Un marché d’obligations européennes aiderait aussi les Etats membres en difficulté sans conduire à un aléa moral. Les gouvernements se verraient octroyer l’accès à des ressources suffisantes au taux d’intérêt de l’Agence européenne de la dette afin de consolider leurs finances publiques sans être exposés à des attaques spéculatives à court-terme. Ce qui impliquerait qu’ils devraient honorer pleinement leurs obligations. "Les bénéfices de financements moins chers et plus sûrs devraient être considérable", estiment Jean-Claude Juncker et Giulio Tremonti.

Un marché global liquide d’obligations européennes s’ensuivraient, estiment les deux ministres, qui voient là une possibilité non seulement un moyen de protéger les Etats membres de la spéculation mais aussi de maintenir en Europe les capitaux existant et d’en attirer de nouveaux. Sans compter que cela favoriserait aussi l’intégration des marchés financiers européens, ce qui faciliterait l’investissement et contribuerait à la croissance.

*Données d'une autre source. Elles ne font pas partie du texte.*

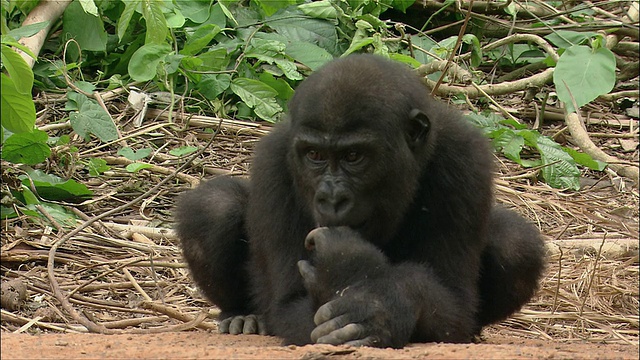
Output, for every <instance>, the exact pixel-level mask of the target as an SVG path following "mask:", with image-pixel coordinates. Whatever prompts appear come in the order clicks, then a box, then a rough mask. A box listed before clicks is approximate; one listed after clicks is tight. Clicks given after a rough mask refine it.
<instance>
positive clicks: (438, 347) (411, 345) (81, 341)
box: [1, 331, 639, 360]
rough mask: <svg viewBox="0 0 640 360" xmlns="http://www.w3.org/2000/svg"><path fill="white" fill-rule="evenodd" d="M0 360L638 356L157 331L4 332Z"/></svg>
mask: <svg viewBox="0 0 640 360" xmlns="http://www.w3.org/2000/svg"><path fill="white" fill-rule="evenodd" d="M1 340H2V359H3V360H7V359H196V358H197V359H307V360H320V359H478V358H482V359H638V356H639V354H638V347H637V346H636V345H622V344H602V343H588V342H563V341H557V340H554V341H544V340H536V339H526V338H522V337H515V336H508V335H507V336H503V335H500V334H492V335H489V336H487V338H486V339H485V340H484V341H483V342H482V343H480V344H437V343H428V344H410V345H408V346H407V347H405V348H403V349H376V348H369V347H360V348H355V347H348V346H330V345H307V346H279V340H278V339H277V338H273V337H268V336H259V335H240V336H234V335H221V334H216V333H210V332H207V331H195V332H178V333H175V332H172V333H160V334H138V335H131V334H121V335H99V334H40V335H28V334H11V333H5V332H3V333H2V339H1Z"/></svg>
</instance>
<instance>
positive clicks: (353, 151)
mask: <svg viewBox="0 0 640 360" xmlns="http://www.w3.org/2000/svg"><path fill="white" fill-rule="evenodd" d="M362 157H363V156H362V154H361V153H359V152H357V151H350V152H348V153H347V155H346V156H345V157H344V160H345V161H346V162H350V163H355V162H358V161H360V160H361V159H362Z"/></svg>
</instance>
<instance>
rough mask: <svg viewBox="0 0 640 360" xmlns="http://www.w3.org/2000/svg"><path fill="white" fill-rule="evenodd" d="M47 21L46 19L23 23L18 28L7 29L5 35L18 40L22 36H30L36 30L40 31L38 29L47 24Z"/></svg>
mask: <svg viewBox="0 0 640 360" xmlns="http://www.w3.org/2000/svg"><path fill="white" fill-rule="evenodd" d="M49 23H50V21H49V20H47V21H42V22H39V23H35V24H29V25H23V26H20V27H19V28H16V29H13V30H11V31H9V33H8V34H7V35H8V36H10V37H12V38H14V39H16V40H20V38H23V37H24V38H26V37H31V36H33V35H35V34H37V33H38V32H40V30H42V29H44V28H46V27H47V26H48V25H49ZM3 42H4V41H3Z"/></svg>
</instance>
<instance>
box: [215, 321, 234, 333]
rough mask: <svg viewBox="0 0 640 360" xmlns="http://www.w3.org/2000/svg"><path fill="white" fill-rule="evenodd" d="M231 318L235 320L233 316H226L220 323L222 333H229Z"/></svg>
mask: <svg viewBox="0 0 640 360" xmlns="http://www.w3.org/2000/svg"><path fill="white" fill-rule="evenodd" d="M231 320H233V317H229V318H226V319H224V320H222V321H220V322H219V323H218V332H219V333H220V334H228V333H229V324H231Z"/></svg>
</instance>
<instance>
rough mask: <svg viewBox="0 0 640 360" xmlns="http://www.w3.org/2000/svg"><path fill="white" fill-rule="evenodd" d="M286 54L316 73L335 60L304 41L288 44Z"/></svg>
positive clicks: (318, 46) (320, 48)
mask: <svg viewBox="0 0 640 360" xmlns="http://www.w3.org/2000/svg"><path fill="white" fill-rule="evenodd" d="M312 4H313V3H312ZM285 53H286V54H287V55H288V56H290V57H292V58H293V59H294V60H296V61H298V62H300V63H302V64H304V65H306V66H308V67H309V68H310V69H311V70H314V71H315V70H318V69H319V68H320V67H321V66H322V65H324V64H326V63H328V62H329V61H331V60H333V55H331V54H330V53H329V52H328V51H327V50H325V49H323V48H321V47H319V46H318V45H314V44H312V43H308V42H304V41H293V42H291V43H288V44H287V48H286V49H285Z"/></svg>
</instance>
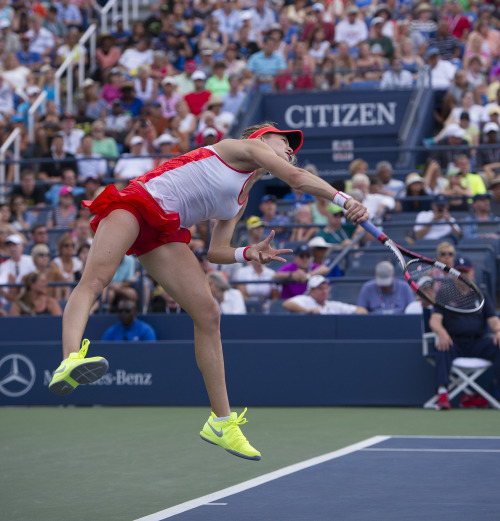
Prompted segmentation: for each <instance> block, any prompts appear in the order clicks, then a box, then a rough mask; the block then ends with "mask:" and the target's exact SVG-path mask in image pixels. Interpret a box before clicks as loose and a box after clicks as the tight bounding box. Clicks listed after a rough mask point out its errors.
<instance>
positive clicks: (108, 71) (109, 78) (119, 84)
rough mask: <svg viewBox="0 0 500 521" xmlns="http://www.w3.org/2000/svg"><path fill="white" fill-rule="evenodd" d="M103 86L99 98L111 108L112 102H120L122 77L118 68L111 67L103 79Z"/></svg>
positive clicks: (121, 73)
mask: <svg viewBox="0 0 500 521" xmlns="http://www.w3.org/2000/svg"><path fill="white" fill-rule="evenodd" d="M102 83H103V85H102V89H101V94H100V96H101V98H102V99H103V100H105V101H106V103H107V104H108V107H109V106H111V104H112V103H113V101H115V100H118V101H119V100H121V98H122V96H123V94H122V84H123V76H122V72H121V70H120V69H119V68H118V67H113V68H112V69H111V70H109V71H107V73H106V79H103V82H102Z"/></svg>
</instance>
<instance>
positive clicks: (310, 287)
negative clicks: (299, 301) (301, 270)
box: [307, 275, 328, 291]
mask: <svg viewBox="0 0 500 521" xmlns="http://www.w3.org/2000/svg"><path fill="white" fill-rule="evenodd" d="M324 282H326V283H327V284H328V281H327V280H326V279H325V277H323V275H313V276H312V277H311V278H310V279H309V280H308V281H307V291H310V290H311V289H315V288H317V287H318V286H321V284H323V283H324Z"/></svg>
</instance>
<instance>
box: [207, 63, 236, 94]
mask: <svg viewBox="0 0 500 521" xmlns="http://www.w3.org/2000/svg"><path fill="white" fill-rule="evenodd" d="M212 71H213V74H212V76H210V78H208V80H207V83H206V84H205V88H206V89H207V90H209V91H210V92H211V93H212V94H215V95H217V96H223V95H224V94H226V93H227V92H229V91H230V90H231V86H230V85H229V76H228V75H227V74H226V64H225V63H224V62H223V61H216V62H215V63H214V66H213V68H212Z"/></svg>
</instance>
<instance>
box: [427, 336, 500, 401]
mask: <svg viewBox="0 0 500 521" xmlns="http://www.w3.org/2000/svg"><path fill="white" fill-rule="evenodd" d="M437 341H438V336H437V334H436V333H424V335H423V337H422V353H423V355H424V357H425V358H426V359H427V360H428V361H429V362H430V363H431V364H432V365H435V364H434V358H433V356H432V351H433V350H434V348H435V346H436V345H437ZM491 366H492V363H491V362H490V361H489V360H485V359H484V358H465V357H459V358H455V360H453V362H452V364H451V372H450V384H449V385H448V399H449V400H450V401H451V400H452V399H453V398H455V396H457V395H458V394H459V393H461V392H462V391H464V392H469V393H470V392H472V391H471V389H474V390H475V391H476V392H478V393H479V394H480V395H481V396H483V397H484V398H485V399H486V400H488V402H489V403H490V405H491V406H492V407H493V408H495V409H499V410H500V402H498V400H496V399H495V398H494V397H493V396H491V394H490V393H488V391H486V390H485V389H484V388H483V387H481V386H480V385H479V384H478V383H477V382H476V380H477V379H478V378H479V377H480V376H481V375H482V374H483V373H484V372H485V371H486V370H487V369H489V368H490V367H491ZM437 400H438V395H437V394H435V395H434V396H433V397H432V398H430V399H429V400H427V401H426V402H425V403H424V409H436V408H437Z"/></svg>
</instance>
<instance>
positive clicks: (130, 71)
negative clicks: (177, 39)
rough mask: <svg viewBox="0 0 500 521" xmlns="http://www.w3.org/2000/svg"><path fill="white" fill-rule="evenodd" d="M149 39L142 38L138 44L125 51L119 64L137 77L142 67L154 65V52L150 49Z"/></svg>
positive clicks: (126, 70) (143, 36) (146, 37)
mask: <svg viewBox="0 0 500 521" xmlns="http://www.w3.org/2000/svg"><path fill="white" fill-rule="evenodd" d="M149 44H150V42H149V38H148V37H146V36H143V37H141V38H140V39H139V40H138V41H137V43H136V44H135V45H134V46H132V47H129V48H128V49H126V50H125V51H123V54H122V55H121V56H120V59H119V60H118V63H119V64H120V65H121V66H122V67H123V68H124V69H125V70H126V71H127V72H128V74H129V75H130V76H135V75H136V74H137V70H138V69H139V67H140V66H141V65H152V63H153V51H152V50H151V49H150V48H149Z"/></svg>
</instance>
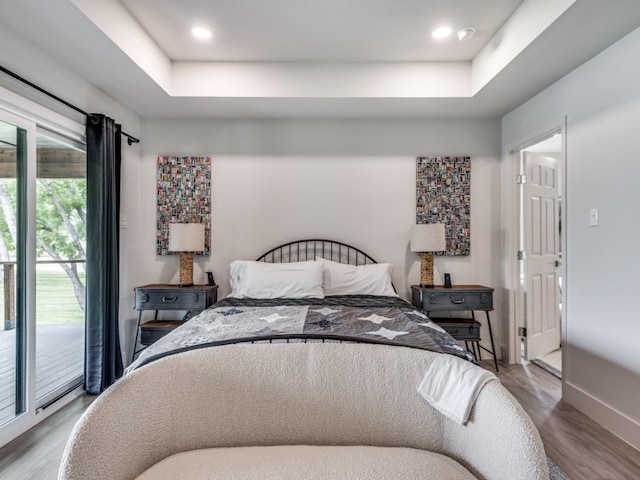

A terme, poursuivent Jean-Claude Juncker et Giulio Tremonti, l’UE en bénéficierait aussi. Les profits faits sur les changes reviendraient à l’Agence européenne de la dette, ce qui permettrait de réduire les taux d’intérêt des euro-obligations. Résultat, les contribuables européens et les pays membres qui sont actuellement menacés n’auraient pas à payer la note. Tous ces avantages pourraient être étendus aux Etats membres qui ne sont pas dans la zone euro.

"Nous pensons que cette proposition offre une réponse forte, crédible et opportune à la crise de la dette souveraine actuelle. Elle doterait l’UE d’un cadre robuste et étendu qui ne viserait pas seulement le problème de la résolution de crise, mais contribuerait aussi à la prévention de futures crises en encourageant la discipline fiscale, en soutenant la croissance économique et en approfondissant l’intégration européenne." C’est en ces termes que Jean-Claude Juncker et Giulio Tremonti concluent leur tribune.